So let's consider a really hard problem: mobilizing a largescale social movement to reinstate the pre-clearance provisions of the Voting Rights Act. Civil rights organizations around the country believe that the Supreme Court essentially gutted the Voting Rights Act when it invalidated Section 5 of the act that lists specific jurisdictions with a prior history of discrimination in voting regulations and requires them to gain approval from the courts in advance of any changes in their voting rules. The Congress is free to reestablish such a clause based on contemporary facts. But it is generally believed to be impossible to get such a bill through Congress. So what would it take to create a mass-based social movement that pressured the House and Senate to do so? And how decisive do we imagine the power of a few wealthy and conservative political foundations would be in blocking such an effort?
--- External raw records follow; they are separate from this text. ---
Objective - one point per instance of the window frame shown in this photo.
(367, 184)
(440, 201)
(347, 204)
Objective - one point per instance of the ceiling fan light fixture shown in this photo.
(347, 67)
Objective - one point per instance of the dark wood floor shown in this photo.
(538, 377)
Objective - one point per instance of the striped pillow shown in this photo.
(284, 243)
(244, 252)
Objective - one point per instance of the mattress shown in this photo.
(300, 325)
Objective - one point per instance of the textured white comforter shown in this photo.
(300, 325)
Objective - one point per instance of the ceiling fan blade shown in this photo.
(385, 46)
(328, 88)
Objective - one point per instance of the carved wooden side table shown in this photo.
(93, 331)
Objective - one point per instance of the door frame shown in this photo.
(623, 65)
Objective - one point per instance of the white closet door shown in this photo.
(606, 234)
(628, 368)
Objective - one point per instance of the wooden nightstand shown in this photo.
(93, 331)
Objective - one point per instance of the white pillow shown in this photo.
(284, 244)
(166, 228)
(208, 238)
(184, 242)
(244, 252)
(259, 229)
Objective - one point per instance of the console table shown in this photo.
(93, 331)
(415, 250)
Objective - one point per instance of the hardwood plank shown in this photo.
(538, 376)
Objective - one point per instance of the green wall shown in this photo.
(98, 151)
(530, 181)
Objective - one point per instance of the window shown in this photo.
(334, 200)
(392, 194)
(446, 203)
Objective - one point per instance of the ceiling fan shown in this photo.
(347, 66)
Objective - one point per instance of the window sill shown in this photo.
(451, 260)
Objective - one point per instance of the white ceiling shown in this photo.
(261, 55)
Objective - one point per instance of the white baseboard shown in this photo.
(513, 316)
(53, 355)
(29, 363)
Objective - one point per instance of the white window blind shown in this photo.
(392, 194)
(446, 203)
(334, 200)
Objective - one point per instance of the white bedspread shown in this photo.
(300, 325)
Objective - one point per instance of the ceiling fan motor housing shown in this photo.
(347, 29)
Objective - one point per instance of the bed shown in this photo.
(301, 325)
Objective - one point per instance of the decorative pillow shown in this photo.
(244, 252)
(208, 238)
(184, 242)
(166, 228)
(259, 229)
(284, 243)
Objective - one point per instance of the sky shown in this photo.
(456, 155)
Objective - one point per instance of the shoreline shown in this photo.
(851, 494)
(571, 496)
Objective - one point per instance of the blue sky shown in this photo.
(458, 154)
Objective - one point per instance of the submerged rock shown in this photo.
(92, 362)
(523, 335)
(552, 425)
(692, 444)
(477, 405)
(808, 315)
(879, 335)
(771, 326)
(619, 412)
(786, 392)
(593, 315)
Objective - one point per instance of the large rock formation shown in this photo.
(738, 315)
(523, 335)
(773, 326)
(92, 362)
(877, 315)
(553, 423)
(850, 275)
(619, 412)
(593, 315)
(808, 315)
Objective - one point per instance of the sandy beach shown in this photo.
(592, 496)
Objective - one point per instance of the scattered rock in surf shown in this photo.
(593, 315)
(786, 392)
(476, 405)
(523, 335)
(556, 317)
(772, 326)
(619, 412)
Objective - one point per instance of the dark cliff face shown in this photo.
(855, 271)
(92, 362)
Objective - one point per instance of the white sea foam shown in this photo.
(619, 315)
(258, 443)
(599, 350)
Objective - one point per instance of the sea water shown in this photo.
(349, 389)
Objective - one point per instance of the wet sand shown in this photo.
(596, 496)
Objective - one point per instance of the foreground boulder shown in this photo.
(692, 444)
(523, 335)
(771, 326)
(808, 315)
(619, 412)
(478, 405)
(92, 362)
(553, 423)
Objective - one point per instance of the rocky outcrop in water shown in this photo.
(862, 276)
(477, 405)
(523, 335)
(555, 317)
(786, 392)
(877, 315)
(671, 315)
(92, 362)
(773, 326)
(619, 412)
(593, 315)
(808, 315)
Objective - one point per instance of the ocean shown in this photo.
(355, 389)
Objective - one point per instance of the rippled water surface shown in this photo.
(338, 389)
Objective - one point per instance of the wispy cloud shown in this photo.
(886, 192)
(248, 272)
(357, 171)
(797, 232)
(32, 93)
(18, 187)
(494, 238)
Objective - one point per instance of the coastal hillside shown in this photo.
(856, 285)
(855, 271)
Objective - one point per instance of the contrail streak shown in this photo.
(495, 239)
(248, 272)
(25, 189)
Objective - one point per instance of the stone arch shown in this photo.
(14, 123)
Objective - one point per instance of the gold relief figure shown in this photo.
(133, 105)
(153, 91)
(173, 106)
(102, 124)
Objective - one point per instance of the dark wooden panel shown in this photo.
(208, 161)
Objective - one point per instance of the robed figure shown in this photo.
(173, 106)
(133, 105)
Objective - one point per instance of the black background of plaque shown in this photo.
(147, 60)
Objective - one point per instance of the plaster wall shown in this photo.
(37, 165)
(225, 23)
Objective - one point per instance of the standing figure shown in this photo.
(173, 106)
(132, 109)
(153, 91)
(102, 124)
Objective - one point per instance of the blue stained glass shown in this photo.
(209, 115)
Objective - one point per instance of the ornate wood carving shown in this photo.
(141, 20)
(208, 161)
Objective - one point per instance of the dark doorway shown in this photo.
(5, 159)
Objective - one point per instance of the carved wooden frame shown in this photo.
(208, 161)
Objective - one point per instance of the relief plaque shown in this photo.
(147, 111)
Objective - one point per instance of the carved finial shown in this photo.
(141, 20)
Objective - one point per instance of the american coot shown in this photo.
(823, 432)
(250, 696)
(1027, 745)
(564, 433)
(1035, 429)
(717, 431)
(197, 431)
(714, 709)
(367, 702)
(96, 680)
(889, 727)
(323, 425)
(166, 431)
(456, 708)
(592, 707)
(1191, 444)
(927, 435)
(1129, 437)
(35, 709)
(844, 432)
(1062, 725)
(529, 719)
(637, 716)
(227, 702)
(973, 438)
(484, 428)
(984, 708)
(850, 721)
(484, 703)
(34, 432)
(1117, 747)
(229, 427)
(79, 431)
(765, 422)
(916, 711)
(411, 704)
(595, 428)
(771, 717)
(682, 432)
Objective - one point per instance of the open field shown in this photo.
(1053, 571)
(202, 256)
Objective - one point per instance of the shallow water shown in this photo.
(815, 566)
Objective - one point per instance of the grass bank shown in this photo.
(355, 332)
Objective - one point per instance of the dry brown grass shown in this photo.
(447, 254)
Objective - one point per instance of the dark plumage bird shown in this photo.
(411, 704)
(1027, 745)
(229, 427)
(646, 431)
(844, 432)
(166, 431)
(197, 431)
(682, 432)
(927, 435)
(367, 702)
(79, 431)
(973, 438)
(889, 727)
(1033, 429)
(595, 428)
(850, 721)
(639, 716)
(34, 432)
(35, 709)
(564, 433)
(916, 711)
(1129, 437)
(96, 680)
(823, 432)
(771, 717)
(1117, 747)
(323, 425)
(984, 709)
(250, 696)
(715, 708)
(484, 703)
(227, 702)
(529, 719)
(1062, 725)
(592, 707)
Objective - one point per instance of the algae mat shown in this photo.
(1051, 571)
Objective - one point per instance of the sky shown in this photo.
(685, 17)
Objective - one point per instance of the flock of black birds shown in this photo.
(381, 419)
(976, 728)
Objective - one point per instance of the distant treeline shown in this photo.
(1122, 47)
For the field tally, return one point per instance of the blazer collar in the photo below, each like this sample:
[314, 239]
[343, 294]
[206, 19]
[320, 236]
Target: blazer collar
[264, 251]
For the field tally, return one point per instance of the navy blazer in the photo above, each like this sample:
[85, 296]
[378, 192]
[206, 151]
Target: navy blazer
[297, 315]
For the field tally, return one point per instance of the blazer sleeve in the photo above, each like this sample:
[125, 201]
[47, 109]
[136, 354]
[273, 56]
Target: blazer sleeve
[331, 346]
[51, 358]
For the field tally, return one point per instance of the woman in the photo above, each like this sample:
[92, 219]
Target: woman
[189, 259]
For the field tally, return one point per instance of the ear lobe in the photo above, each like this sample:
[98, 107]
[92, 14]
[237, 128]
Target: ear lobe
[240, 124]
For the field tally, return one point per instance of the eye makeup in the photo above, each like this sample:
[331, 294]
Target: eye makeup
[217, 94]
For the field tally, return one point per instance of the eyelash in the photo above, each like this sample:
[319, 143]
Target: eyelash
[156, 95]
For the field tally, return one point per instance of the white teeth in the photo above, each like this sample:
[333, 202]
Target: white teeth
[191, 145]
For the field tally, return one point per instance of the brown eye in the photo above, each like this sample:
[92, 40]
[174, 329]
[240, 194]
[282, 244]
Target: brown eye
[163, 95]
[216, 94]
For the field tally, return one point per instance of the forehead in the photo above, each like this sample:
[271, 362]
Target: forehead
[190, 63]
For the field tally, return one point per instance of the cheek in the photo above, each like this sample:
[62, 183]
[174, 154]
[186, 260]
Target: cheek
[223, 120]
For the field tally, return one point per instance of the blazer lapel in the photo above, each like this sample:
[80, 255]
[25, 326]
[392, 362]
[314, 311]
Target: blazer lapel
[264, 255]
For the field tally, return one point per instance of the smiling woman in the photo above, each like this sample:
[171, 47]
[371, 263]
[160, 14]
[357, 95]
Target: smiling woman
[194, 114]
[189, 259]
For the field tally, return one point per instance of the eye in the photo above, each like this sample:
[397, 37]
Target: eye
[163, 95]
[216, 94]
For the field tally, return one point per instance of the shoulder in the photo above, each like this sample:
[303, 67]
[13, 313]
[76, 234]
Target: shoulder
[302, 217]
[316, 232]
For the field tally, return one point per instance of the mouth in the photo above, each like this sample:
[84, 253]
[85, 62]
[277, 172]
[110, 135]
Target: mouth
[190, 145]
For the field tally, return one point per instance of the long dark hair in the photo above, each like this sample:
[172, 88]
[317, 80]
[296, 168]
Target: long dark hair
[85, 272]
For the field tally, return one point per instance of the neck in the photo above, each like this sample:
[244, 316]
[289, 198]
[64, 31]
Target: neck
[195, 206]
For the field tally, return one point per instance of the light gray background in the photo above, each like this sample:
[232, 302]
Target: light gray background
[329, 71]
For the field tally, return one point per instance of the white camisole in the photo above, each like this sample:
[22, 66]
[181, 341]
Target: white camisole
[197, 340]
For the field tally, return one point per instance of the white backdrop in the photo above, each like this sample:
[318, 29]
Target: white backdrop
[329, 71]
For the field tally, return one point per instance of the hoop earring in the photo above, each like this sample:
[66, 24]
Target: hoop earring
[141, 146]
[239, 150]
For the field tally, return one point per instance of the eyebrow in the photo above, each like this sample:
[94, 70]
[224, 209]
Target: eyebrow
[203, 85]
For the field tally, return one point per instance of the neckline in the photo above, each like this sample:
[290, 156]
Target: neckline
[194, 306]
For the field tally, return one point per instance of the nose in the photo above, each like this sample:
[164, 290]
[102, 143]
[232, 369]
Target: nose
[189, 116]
The obstacles facing largescale collective action by ordinary people are quite high: the difficulty and cost of creating national or state organizations to coordinate mobilization, the power possessed by elite interests committed to the status quo, and the tendency of social movements to fracture over goals and tactics, to name a few. And yet it would appear that only mass collective action will suffice to begin to change some of the structures of our society that are most damaging for the most disadvantaged groups in our society.

Tuesday, October 8, 2013

Why a war on poor people?

poverty illinois

American conservatives for the past several decades have shown a remarkable hostility to poor people in our country. The recent effort to slash the SNAP food stamp program in the House (link); the astounding refusal of 26 Republican governors to expand Medicaid coverage in their states -- depriving millions of poor people from access to Medicaid health coverage (link); and the general legislative indifference to a rising poverty rate in the United States -- all this suggests something beyond ideology or neglect.

The indifference to low-income and uninsured people in their states of conservative governors and legislators in Texas, Florida, and other states is almost incomprehensible. Here is a piece in Bustle that reviews some of the facts about expanding Medicaid coverage:
In total, 26 states have rejected the expansion, including the state of Mississippi, which has the highest rate of uninsured poor people in the country. Sixty-eight percent of uninsured single mothers live in the states that rejected the expansion, as do 60 percent of the nation’s uninsured working poor. (link)
These attitudes and legislative efforts didn't begin yesterday. They extend back at least to the Reagan administration in the early 1980s. Here is Lou Cannon describing the Reagan years and the Reagan administration's attitude towards poverty:
Despite the sea of happy children’s faces that graced the “feel-good” commercials, poverty exploded in the inner cities of America during the Reagan years, claiming children as its principal victims. The reason for this suffering was that programs targeted to low-income families, such as AFDC, were cut back far more than programs such as Social Security. As a result of cuts in such targeted programs-including school lunches and subsidized housing-federal benefit programs for households with incomes of less than $10,000 a year declined nearly 8% during the Reagan first term while federal aid for households with more than $40,000 income was almost unchanged. Source: The Role of a Lifetime, by Lou Cannon, p. 516-17, Jul 2, 1991
Most shameful, many would feel, is the attempt to reduce food assistance in a time of rising poverty and deprivation. It's hard to see how a government or party could justify taking food assistance away from hungry adults and children, especially in a time of rising poverty. And yet this is precisely the effort we have witnessed in the past several months in revisions to the farm bill in the House of Representatives. In a recent post Dave Johnson debunks the myths and falsehoods underlying conservative attacks on the food stamp program in the House revision of the farm bill (link).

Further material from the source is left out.